[Bug] client subscribe hang
Search before asking
- [x] I searched in the issues and found nothing similar.
Version
pulsar: 2.10.0. OS: Linux 4.19.160-0419160-generic x86_64.
Minimal reproduce step
when I close the old consumer and client, and make new client and subcribe, then sometimes hang.
What did you expect to see?
expect success
What did you see instead?
`
#0 0x00007f31b5565ad3 in futex_wait_cancelable (private=
#1 __pthread_cond_wait_common (abstime=0x0, mutex=0x5607e2a0af40, cond=0x5607e2a0af68) at pthread_cond_wait.c:502
#2 __pthread_cond_wait (cond=0x5607e2a0af68, mutex=0x5607e2a0af40) at pthread_cond_wait.c:655
#3 0x00007f319e5d68bc in std::condition_variable::wait(std::unique_lockstd::mutex&) () from /usr/lib/x86_64-linux-gnu/libstdc++.so.6
#4 0x00007f314ed9b173 in pulsar::Client::subscribe(std::__cxx11::basic_string<char, std::char_traits
Anything else?
when I close the old consumer and client, and make new client and subcribe, then sometimes hang.
Are you willing to submit a PR?
- [ ] I'm willing to submit a PR!
It seems that you're using Python clients. What's the client version? Could it be reproduced with the latest Python client (3.6.1)?

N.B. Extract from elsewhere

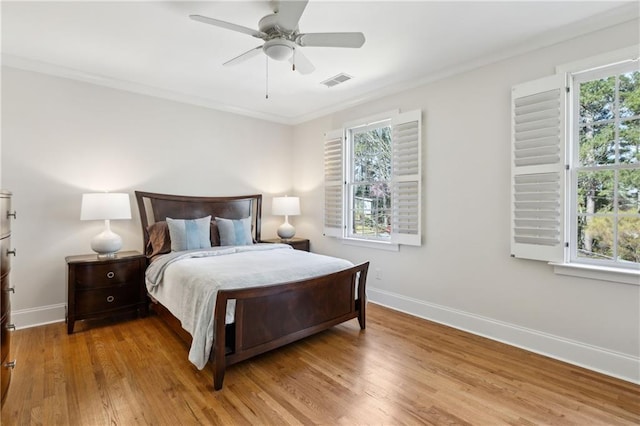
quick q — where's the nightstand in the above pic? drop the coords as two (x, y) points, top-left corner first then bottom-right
(261, 237), (310, 252)
(66, 251), (147, 334)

oh, I don't use python client. I use cpp client in pybind. So, you can see somthing with python in stack. The python version is 3.7.13.
Could it be reproduce it via a simple C++ application? What's the C++ client version you're using? The pre-built binaries or you built from source? It's recommended to use vcpkg to install now.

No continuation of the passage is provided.